Am Mittwoch, 15.04.2020, gegen 02:40 Uhr informierte ein Geschädigter die Polizei in Waren über einen möglichen Einbruch in seine Lagerhalle in der Ernst-Alban-Straße in Waren.

Nach bisherigen Erkenntnissen wurde der Geschädigte durch einen mehrfach ausgelösten Bewegungsmelder und Geräusche auf seinem Firmengelände auf einen möglichen Einbruch in seine Lagerhalle aufmerksam und verständigte die Polizei. Beim Eintreffen der Beamten des Polizeihauptreviers Waren konnten diese keine äußeren Beschädigungen an der Halle feststellen.
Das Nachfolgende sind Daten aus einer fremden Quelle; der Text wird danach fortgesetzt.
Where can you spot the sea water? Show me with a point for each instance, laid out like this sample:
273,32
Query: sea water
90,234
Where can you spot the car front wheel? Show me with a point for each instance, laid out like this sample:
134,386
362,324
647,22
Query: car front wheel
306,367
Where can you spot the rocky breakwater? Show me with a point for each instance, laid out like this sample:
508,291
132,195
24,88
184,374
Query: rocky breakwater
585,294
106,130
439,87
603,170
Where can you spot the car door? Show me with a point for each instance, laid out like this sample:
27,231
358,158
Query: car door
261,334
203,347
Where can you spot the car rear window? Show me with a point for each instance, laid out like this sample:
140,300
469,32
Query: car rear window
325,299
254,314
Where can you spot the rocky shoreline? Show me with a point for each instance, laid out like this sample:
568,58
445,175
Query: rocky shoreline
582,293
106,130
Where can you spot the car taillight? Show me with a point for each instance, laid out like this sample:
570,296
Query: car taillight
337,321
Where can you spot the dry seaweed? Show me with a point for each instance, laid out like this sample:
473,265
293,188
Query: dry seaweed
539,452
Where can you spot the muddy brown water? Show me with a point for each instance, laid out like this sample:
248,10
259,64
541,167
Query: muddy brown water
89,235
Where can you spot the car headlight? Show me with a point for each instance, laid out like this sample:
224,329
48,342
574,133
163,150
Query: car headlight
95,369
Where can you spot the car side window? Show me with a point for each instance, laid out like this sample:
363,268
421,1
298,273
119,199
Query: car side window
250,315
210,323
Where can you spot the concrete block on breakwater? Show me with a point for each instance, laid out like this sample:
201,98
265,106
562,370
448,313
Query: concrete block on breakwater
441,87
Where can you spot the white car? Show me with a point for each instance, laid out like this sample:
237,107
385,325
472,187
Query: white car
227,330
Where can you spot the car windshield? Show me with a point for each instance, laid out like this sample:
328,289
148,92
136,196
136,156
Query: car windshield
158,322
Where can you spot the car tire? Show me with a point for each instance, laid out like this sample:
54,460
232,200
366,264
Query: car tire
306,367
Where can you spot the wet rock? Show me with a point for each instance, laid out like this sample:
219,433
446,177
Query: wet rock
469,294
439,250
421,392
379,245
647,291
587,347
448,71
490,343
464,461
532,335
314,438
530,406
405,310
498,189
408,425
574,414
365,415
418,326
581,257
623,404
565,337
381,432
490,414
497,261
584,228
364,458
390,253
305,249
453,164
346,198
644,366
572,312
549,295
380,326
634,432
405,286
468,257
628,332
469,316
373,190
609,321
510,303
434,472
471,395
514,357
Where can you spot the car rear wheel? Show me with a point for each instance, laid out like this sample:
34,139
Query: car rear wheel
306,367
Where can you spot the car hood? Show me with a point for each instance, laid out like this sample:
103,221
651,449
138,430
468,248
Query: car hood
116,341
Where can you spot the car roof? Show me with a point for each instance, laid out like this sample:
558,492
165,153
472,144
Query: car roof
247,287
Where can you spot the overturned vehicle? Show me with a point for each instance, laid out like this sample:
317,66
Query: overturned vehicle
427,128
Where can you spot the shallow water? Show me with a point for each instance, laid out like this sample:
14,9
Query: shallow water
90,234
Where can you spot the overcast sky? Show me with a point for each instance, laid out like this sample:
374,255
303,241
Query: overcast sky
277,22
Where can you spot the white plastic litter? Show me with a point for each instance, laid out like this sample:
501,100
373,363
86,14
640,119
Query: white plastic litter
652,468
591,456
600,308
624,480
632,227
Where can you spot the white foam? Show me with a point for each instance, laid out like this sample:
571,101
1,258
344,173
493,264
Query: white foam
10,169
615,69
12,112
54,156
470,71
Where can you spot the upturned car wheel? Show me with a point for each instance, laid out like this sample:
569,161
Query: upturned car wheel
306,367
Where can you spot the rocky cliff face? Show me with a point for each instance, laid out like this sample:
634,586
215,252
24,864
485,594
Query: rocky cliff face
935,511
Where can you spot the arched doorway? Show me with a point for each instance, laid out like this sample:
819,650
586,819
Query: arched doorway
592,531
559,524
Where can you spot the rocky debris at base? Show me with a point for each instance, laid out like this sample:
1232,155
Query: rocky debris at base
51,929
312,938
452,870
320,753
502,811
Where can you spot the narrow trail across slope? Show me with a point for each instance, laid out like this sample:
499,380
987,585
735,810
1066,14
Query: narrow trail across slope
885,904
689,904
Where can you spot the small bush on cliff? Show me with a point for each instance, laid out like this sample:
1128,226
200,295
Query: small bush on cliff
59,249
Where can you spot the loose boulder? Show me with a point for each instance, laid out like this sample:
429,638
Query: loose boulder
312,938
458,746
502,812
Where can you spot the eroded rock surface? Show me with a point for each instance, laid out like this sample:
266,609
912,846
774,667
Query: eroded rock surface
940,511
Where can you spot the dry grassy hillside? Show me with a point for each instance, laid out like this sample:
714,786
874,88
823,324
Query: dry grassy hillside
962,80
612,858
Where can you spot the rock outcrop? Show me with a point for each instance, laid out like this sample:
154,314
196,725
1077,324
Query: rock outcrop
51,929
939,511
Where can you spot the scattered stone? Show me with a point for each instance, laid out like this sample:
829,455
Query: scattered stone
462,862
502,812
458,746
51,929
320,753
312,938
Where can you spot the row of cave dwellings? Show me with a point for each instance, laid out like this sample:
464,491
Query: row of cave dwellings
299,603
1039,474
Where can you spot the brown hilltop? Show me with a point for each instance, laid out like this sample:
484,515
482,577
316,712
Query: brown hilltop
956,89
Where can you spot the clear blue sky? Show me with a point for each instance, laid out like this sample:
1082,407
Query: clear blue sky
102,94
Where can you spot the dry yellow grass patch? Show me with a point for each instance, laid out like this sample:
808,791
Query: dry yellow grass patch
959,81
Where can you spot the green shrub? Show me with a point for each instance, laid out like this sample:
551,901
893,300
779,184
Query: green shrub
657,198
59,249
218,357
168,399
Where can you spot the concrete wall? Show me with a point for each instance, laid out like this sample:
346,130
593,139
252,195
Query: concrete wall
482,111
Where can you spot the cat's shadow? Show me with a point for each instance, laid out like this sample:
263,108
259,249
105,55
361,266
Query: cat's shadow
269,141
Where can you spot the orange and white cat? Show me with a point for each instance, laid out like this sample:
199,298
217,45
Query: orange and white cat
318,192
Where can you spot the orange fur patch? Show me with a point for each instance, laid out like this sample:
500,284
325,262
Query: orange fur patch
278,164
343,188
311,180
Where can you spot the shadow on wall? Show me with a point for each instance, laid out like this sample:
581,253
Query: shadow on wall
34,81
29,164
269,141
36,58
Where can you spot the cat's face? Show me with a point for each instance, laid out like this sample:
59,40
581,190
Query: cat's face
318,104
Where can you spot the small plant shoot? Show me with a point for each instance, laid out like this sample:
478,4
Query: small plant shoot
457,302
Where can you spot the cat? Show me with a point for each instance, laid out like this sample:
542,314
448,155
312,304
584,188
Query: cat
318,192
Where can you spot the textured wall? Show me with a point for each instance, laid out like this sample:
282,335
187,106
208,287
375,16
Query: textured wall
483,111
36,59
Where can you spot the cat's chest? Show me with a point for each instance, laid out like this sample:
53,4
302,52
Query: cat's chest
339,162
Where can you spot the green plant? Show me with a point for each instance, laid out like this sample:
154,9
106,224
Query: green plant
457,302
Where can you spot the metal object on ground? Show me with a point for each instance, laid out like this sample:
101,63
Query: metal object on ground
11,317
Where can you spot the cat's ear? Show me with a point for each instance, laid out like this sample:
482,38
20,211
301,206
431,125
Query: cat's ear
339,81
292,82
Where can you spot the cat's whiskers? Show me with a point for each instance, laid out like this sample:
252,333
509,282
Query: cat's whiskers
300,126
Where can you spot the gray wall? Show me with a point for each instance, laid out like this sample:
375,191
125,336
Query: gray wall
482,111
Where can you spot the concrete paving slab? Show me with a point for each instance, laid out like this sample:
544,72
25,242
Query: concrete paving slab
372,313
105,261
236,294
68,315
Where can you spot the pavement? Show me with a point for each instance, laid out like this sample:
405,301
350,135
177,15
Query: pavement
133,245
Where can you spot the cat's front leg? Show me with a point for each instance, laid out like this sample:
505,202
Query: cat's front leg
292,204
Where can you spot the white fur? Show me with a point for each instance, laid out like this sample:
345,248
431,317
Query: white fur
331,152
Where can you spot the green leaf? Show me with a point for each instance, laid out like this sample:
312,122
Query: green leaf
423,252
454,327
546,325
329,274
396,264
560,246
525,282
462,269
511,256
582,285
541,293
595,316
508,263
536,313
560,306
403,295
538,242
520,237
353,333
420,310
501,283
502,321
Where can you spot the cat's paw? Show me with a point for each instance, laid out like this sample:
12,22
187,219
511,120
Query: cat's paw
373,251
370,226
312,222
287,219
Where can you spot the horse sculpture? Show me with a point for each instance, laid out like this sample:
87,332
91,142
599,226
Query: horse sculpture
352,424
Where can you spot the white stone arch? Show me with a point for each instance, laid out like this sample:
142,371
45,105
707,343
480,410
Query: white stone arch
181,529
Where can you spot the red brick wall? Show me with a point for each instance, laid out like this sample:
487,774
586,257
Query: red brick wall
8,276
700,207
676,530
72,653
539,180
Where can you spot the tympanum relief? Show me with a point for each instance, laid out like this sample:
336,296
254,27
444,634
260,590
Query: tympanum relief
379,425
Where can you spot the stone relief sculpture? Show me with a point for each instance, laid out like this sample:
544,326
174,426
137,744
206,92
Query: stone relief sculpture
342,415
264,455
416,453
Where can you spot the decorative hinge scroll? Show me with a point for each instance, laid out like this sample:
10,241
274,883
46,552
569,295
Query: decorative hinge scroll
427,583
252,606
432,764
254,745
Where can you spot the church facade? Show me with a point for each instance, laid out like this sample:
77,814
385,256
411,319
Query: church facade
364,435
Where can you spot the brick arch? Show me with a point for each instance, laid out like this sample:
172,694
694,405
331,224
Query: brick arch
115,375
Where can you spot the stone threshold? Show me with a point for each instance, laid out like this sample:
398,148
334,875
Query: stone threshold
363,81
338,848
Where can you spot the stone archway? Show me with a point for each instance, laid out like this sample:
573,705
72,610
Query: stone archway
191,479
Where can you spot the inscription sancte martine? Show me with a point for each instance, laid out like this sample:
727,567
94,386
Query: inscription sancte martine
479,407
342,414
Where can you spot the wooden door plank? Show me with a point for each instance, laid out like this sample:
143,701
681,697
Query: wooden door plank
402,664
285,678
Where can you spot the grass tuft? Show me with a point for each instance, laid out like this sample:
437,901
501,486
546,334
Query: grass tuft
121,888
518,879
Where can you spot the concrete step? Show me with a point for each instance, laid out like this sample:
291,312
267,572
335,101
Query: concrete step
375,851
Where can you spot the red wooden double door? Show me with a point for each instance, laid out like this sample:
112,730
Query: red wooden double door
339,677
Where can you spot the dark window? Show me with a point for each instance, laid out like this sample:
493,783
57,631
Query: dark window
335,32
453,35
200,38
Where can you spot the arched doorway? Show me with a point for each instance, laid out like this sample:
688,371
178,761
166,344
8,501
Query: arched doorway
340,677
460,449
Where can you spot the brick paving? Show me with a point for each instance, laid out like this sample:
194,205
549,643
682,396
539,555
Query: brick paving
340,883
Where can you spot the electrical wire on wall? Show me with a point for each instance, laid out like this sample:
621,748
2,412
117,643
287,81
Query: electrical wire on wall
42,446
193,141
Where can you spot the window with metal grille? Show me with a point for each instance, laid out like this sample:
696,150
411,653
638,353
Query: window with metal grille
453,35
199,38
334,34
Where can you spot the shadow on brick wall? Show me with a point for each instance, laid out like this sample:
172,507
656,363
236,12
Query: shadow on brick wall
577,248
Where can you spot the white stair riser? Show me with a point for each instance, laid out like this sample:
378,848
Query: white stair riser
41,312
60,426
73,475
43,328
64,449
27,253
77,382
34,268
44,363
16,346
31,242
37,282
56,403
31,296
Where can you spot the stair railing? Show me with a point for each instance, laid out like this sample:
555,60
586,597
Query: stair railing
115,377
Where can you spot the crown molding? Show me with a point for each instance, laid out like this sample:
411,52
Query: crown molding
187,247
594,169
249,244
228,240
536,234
Bei einer Überprüfung des Inneren der Halle konnten die Beamten allerdings einen Rucksack, der Diebesgut – Dichtringe, Dübel, Metallscheiben, Rohrschellen und eine Starkstromkupplung – beinhaltete, auffinden und sicherstellen.

Da die Beamten Hinweise darauf hatten, dass sich tatverdächtige Personen im Objekt aufhalten, zogen sich die Beamten zurück und umstellten das Gebäude. Gegen 04:00 Uhr ist es den Beamten gelungen, eine männliche Person in Gewahrsam zu nehmen, die plötzlich aus der Halle aus einem Fenster heraus kletterte.

Bei dem Täter handelt es sich um einen 37-jährigen Deutschen, der aufgrund von Verstößen gegen das Betäubungsmittelgesetz bereits polizeilich in Erscheinung getreten ist. Bei einer Durchsuchung des Beschuldigten fanden die Beamten zwar kein weiteres Diebesgut, dafür aber geringe Mengen Betäubungsmittel. Diese wurden sichergestellt. Eine Überprüfung der Halle ergab letztlich keine weiteren Tatverdächtigen.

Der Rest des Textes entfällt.